Apr 6: In a speech at a seminar on climate change, House of Europe in Stockholm, Stavros Dimas the European Union Environmental Commissioner outlined what he called the European Union's "comprehensive vision for the Copenhagen agreement." He summarized the vision's seven points as follows:

"Firstly, it has long been the EU's objective to limit average global warming to less than 2°C above the temperature in pre-industrial times. 2°C is widely considered the 'tipping point' beyond which irreversible and potentially catastrophic environmental changes will become far more likely. This translates into less than 1.2°C above the temperature today, so the window of opportunity for staying within this limit is closing fast. . . the world will need to cut global emissions to at least 50% below 1990 levels by 2050. Developed countries will have to go further, with cuts of 80-95%, to leave room for developing countries to lift themselves out of poverty. . .we will need to stabilize them before 2020. . .


"[2] Developed countries have a moral obligation and an historic responsibility to lead the way in cutting emissions, and the resources to do so. The science tells us that they need to reduce their collective emissions to 30% below 1990 levels by 2020. . .

"[3] . . .it is essential that the developing world takes appropriate action to contain its emissions growth. The latest science indicates that to keep within the 2°C temperature limit, developing country emissions will need to be some 15 to 30% below business as usual levels in 2020. Central to our proposals for developing countries are low-carbon development strategies which would cover all key emitting sectors while encouraging further economic growth. Developing countries would draw up these strategies setting out what they intend to do to mitigate emissions and identifying the actions for which they would need external financial and technological assistance.

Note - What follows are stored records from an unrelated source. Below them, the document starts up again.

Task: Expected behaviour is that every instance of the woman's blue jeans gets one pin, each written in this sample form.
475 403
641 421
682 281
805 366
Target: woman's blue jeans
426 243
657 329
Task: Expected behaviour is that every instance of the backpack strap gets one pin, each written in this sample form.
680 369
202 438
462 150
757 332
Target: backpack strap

A mechanism to be established under the Climate Convention would then assess the adequacy of these actions and match up the identified needs with the necessary support.

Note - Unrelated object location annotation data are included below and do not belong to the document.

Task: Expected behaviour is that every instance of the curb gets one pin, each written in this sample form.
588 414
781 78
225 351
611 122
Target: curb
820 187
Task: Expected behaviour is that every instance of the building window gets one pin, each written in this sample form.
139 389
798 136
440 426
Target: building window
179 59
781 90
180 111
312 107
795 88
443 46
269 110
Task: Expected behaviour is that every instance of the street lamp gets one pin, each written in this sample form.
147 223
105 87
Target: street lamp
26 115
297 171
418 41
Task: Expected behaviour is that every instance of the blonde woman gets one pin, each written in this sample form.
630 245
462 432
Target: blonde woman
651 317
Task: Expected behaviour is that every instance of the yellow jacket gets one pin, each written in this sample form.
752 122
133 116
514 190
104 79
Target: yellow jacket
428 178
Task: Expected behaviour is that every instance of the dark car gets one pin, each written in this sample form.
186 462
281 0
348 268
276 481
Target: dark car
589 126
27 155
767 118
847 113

"[4] . . .tropical deforestation accounts for around 20% of global emissions, the Copenhagen agreement must create incentives to at least halve tropical deforestation by 2020 and halt global forest cover loss by 2030. Furthermore, it must set targets for reducing emissions from international aviation and shipping. Both of these sectors are large and growing emission sources which have so far been excluded from international emission reduction commitments.

"[5] . . .adaptation to climate change is of crucial importance, particularly for vulnerable developing countries, and must be comprehensively addressed in Copenhagen. . . the EU has proposed a framework for adaptation action which has found wide support. . . Although the paper predominantly covers the EU it points to the importance of continuing efforts to facilitate adaptation in third countries especially in neighboring and the most vulnerable developing countries.

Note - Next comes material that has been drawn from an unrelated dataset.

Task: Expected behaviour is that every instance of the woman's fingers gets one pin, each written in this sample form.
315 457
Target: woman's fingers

"[6] . . .can be summarized as 'no money, no deal'. It is absolutely clear that the developed world will have to substantially scale up financial, technological and capacity building support to help developing countries cope with the challenges of both mitigation and adaptation. The EU is committed to taking on its fair share of this financing, which we believe must come from a mix of public and private sources at bilateral and multilateral level, including an expanded international carbon market. . .

"[7] . . .the importance of expanding the international carbon market. This is an essential tool for achieving the deep emission cuts needed in the most cost-effective way. The carbon market can also be a major source of the additional financing needed. Member States have agreed that at least 50% of revenues from the auctioning of emission allowances in the EU should be used to combat climate change, both at home and abroad. Our vision is to build an OECD-wide carbon market by 2015 by linking the EU emissions trading system with compatible cap-and-trade systems being set up in other industrialized countries. The moves underway to introduce a U.S. federal cap-and-trade system, point to the real possibility that a transatlantic carbon market could be in place from around 2012, and this is enormously encouraging."

Dimas also indicated what could be an additional point saying, "We also want to see the Clean Development Mechanism reformed, and in the case of highly competitive sectors in advanced developing countries the need for a sectoral crediting mechanism that generates credits once a whole sector does better than an agreed emissions benchmark. This sectoral crediting mechanism should be a stepping stone to the introduction of cap-and-trade systems in the big emerging economies from 2020."


He indicated, "leadership by Europe alone is not enough. We need shared leadership by the developed world as a whole if we are to carry developing countries along with us. President Obama’s commitment to take international leadership on climate change, and the speech by his special climate envoy Todd Stern at the start of the negotiations now under way in Bonn, signal an immensely encouraging shift in America’s position. So does last week's proposal by Congressmen Waxman and Markey for a climate and energy bill, including a federal cap-and-trade system. Now we need to see how this will be reflected in the US negotiating positions. Clearly, we also want to see other developed countries rallying to this constructive attitude - particularly those that have hidden behind U.S. reticence until now."